Liu Tao, the co-CEO of Alibaba-backed IM Motors, commented on November 17 regarding a recent fatal incident involving a Tesla vehicle in China. The executive said he believed that the Amercian EV maker had resorted to incredible excuses and even caused vehicle owners to monitor brake pedals with cameras.
Liu claimed, “A certain brand’s mode of declaring safety is staggering! Technology and data should not be accomplices to sophistry. Arrogance and coldness will not make a great brand.” At the same time, he called on Chinese consumers to stop enduring it. At the end of the blog post, he added a label stating “Chaozhou Tesla Accident With Third Party Appraisal.”
A Tesla Model Y in Chaozhou, Guangdong Province recently drove out of control for 2.6 km and crashed into several cars, resulting in two deaths and three injuries. According to the vehicle owner’s family member, the owner had been driving for more than 20 years, and slammed on the brakes but failed to slow down the vehicle. Tesla said that the background data showed that the driver did not step on the brake pedal throughout the whole process. Extensive speculation has since emerged about the cause of this traffic accident, but a final confirmation has yet to be announced.
Liu is the first car company executive to make a public statement regarding the incident. IM Motors is an electric vehicle joint venture between Chinese automobile manufacturer SAIC Motor and Chinese technology companies Zhangjiang Hi-Tech and Alibaba. However, perhaps considering that the investigation results have not yet been announced, 48 minutes after posting, Liu set the blog statement to be visible only to himself. After eight minutes, the post became public again. As of press time, the post cannot be found.
At the 12th China Auto Forum, Liu bluntly disagreed with Lei Jun, the founder of Xiaomi, asserting that “smart electric vehicles are electronic consumer goods,” because he believed that vehicles have applications and underlying operating systems.

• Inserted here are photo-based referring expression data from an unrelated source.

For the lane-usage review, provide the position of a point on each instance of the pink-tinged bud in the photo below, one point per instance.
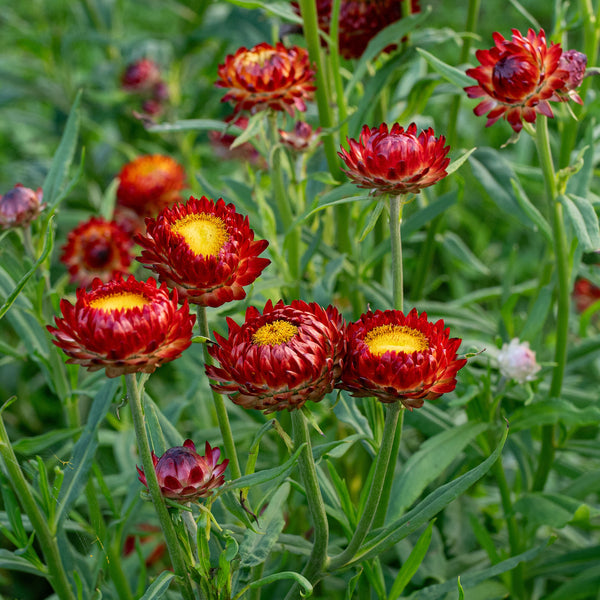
(20, 206)
(517, 361)
(185, 476)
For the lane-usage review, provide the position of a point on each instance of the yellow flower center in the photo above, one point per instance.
(275, 333)
(119, 301)
(204, 233)
(395, 338)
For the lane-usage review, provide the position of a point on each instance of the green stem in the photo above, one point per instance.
(222, 417)
(562, 325)
(381, 465)
(141, 435)
(46, 538)
(396, 203)
(316, 506)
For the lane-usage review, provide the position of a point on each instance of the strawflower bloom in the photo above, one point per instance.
(20, 206)
(281, 358)
(185, 476)
(400, 358)
(360, 21)
(205, 250)
(123, 326)
(150, 183)
(267, 77)
(396, 161)
(97, 248)
(517, 361)
(303, 138)
(517, 78)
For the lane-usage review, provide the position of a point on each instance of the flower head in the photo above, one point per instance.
(96, 248)
(266, 77)
(281, 358)
(360, 21)
(123, 326)
(20, 206)
(400, 358)
(303, 138)
(517, 78)
(517, 361)
(396, 161)
(150, 183)
(185, 476)
(205, 250)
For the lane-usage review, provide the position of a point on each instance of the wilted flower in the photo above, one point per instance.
(585, 293)
(205, 250)
(185, 476)
(222, 141)
(150, 183)
(400, 358)
(20, 206)
(96, 248)
(517, 361)
(280, 359)
(266, 77)
(303, 138)
(123, 326)
(360, 21)
(518, 78)
(396, 161)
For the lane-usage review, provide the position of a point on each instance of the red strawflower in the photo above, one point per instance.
(400, 358)
(360, 21)
(303, 138)
(97, 248)
(398, 161)
(281, 358)
(585, 293)
(205, 250)
(150, 183)
(123, 326)
(266, 77)
(20, 206)
(185, 476)
(518, 78)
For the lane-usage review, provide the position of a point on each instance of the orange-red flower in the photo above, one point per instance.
(303, 138)
(96, 248)
(205, 250)
(396, 161)
(517, 78)
(266, 77)
(150, 183)
(400, 358)
(123, 326)
(281, 358)
(185, 476)
(360, 21)
(20, 206)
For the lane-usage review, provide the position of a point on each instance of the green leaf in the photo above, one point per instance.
(256, 545)
(389, 35)
(427, 509)
(84, 451)
(159, 586)
(452, 74)
(412, 563)
(63, 158)
(584, 220)
(428, 463)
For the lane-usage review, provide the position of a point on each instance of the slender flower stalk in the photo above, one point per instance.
(222, 417)
(381, 467)
(562, 326)
(45, 533)
(137, 412)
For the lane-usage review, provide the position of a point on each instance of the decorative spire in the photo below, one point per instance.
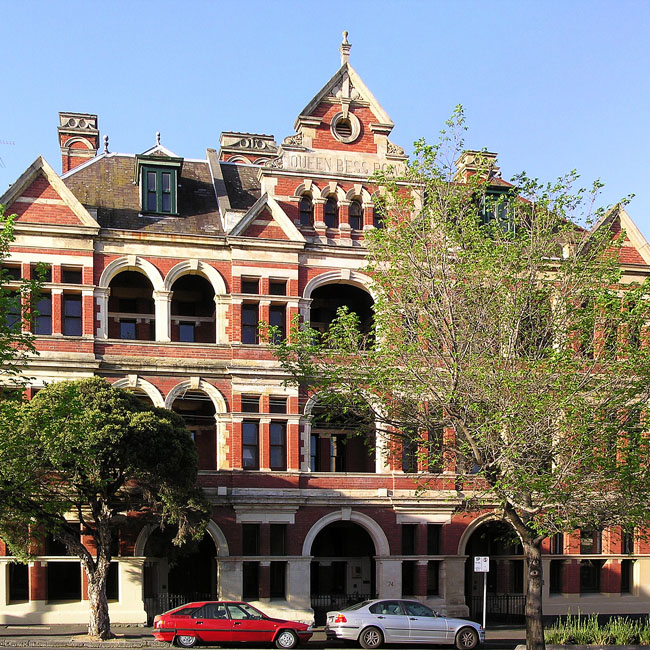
(345, 49)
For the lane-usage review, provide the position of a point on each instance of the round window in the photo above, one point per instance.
(345, 128)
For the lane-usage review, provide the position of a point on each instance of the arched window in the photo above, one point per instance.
(355, 215)
(306, 208)
(331, 212)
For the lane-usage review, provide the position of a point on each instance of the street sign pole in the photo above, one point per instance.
(482, 565)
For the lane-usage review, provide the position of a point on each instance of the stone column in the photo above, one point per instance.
(222, 303)
(452, 582)
(389, 577)
(163, 302)
(299, 583)
(87, 313)
(101, 300)
(4, 583)
(229, 578)
(264, 577)
(38, 581)
(421, 579)
(57, 311)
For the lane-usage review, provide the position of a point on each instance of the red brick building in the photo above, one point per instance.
(161, 267)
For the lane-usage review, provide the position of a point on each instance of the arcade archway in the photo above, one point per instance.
(505, 580)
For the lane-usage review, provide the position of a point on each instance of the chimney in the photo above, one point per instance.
(78, 139)
(473, 162)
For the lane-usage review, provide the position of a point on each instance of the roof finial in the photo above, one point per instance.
(345, 49)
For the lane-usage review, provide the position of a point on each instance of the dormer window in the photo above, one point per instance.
(158, 179)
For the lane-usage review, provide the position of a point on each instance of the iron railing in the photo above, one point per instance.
(323, 603)
(500, 607)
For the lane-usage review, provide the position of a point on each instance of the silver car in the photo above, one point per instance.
(374, 622)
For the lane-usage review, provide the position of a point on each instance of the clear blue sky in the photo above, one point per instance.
(550, 86)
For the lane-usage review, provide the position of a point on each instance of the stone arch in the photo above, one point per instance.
(376, 532)
(472, 527)
(196, 383)
(345, 276)
(332, 188)
(212, 529)
(359, 192)
(307, 187)
(133, 381)
(131, 263)
(198, 267)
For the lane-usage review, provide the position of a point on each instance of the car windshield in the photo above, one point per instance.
(351, 608)
(243, 611)
(417, 609)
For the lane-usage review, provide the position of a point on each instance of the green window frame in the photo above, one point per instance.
(158, 190)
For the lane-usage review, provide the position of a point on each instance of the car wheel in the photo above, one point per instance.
(186, 640)
(467, 639)
(286, 639)
(371, 638)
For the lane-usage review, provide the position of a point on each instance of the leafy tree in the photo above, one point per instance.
(502, 319)
(94, 452)
(17, 300)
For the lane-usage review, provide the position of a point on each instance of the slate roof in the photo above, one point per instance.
(106, 184)
(241, 184)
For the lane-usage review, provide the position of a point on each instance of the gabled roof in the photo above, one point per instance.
(641, 249)
(267, 204)
(346, 82)
(41, 167)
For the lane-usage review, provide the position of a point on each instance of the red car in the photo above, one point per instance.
(227, 622)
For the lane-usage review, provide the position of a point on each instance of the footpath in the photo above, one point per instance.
(75, 636)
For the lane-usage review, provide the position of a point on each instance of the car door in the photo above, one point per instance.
(390, 617)
(249, 624)
(424, 625)
(214, 624)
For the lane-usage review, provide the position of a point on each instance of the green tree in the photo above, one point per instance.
(501, 315)
(17, 300)
(94, 453)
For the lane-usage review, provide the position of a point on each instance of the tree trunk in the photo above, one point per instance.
(534, 625)
(99, 625)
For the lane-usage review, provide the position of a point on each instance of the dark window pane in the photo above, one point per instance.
(355, 215)
(72, 315)
(43, 320)
(278, 437)
(278, 404)
(306, 209)
(127, 329)
(250, 285)
(249, 323)
(433, 539)
(331, 213)
(277, 318)
(18, 582)
(250, 403)
(251, 583)
(278, 287)
(278, 534)
(251, 539)
(278, 579)
(71, 275)
(186, 332)
(408, 539)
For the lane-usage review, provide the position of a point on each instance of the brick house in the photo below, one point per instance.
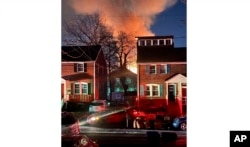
(161, 74)
(84, 73)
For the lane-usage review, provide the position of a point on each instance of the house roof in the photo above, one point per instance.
(154, 37)
(80, 53)
(123, 72)
(174, 75)
(146, 54)
(78, 76)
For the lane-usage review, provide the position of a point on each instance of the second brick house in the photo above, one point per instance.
(161, 75)
(84, 73)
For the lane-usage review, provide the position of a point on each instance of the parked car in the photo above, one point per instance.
(70, 124)
(112, 117)
(98, 106)
(71, 136)
(180, 123)
(75, 107)
(77, 141)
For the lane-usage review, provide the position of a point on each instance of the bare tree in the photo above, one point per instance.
(91, 30)
(125, 53)
(125, 46)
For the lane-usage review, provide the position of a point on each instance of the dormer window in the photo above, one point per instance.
(80, 67)
(142, 43)
(155, 42)
(161, 42)
(148, 42)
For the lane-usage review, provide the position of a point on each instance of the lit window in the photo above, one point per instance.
(142, 42)
(128, 81)
(84, 88)
(152, 90)
(148, 42)
(161, 42)
(81, 88)
(168, 42)
(152, 69)
(80, 67)
(77, 88)
(164, 68)
(155, 42)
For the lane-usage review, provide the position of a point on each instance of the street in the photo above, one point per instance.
(134, 137)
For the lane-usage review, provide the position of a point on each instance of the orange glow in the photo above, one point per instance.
(131, 16)
(133, 69)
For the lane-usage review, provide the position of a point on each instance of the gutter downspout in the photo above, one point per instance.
(94, 81)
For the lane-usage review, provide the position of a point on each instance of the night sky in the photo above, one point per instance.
(172, 21)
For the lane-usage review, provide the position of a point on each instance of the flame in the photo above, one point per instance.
(131, 16)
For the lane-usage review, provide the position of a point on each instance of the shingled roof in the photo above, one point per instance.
(80, 53)
(146, 54)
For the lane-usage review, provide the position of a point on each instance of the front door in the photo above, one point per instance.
(184, 99)
(171, 92)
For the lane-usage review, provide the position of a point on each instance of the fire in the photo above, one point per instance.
(131, 16)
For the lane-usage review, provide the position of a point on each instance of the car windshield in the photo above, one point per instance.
(97, 104)
(68, 119)
(75, 107)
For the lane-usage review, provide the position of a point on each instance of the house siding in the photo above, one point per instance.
(158, 78)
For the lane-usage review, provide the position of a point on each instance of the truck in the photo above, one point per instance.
(154, 113)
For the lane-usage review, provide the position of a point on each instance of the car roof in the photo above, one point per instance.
(98, 101)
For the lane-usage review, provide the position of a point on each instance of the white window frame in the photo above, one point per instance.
(80, 67)
(80, 88)
(151, 70)
(165, 66)
(150, 91)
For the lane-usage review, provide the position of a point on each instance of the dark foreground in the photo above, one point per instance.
(151, 138)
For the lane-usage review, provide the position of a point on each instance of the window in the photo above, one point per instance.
(80, 67)
(81, 88)
(164, 68)
(161, 42)
(168, 42)
(77, 88)
(128, 81)
(152, 69)
(142, 42)
(84, 88)
(148, 42)
(155, 42)
(152, 90)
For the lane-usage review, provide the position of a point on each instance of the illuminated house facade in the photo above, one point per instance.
(84, 73)
(161, 73)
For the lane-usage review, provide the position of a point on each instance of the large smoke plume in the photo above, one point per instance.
(131, 16)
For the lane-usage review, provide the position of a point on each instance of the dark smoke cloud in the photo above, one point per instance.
(131, 16)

Application OS refers to all applications related to smart cabins. The underlying OS refers to all the systems related to the mechanical quality of the car itself, such as steering, braking and chassis. In Liu’s view, although the two are juxtaposed, there are priorities. If there is only a limited development budget, all the needs of the latter must be met first, because vehicles’ demand for safety is of the utmost importance.
Liu is not the first vehicle insider to publicly comment on Tesla accidents. The last one was Su Jing, a former Huawei executive and self-driving vehicle industry veteran. Su previously said at the World Artificial Intelligence Conference in 2021 about Tesla’s self-driving accidents that they are bound to happen when machines and humans live in symbiosis, “to put it bluntly, it’s killing people.” Su was transferred from his post by Huawei for making inappropriate remarks. Recently, it was reported that Su has joined the automatic driving software company jointly established by Volkswagen and Horizon Robotics.
Tesla vehicles have been reported to experience braking failures many times, among which the two biggest issues have been a rights protection incident involving a car owner at the Shanghai Auto Show last year and an accident involving Jimmy Lin, a Taiwanese singer and actor. Despite many controversies, Tesla’s sales in China continue to rise. In the Chinese market, Tesla sold 71,704 units and 335,351 units in October and the first 10 months this year. In the global market, Tesla delivered 908,573 vehicles from January to September this year, up 45% year-on-year.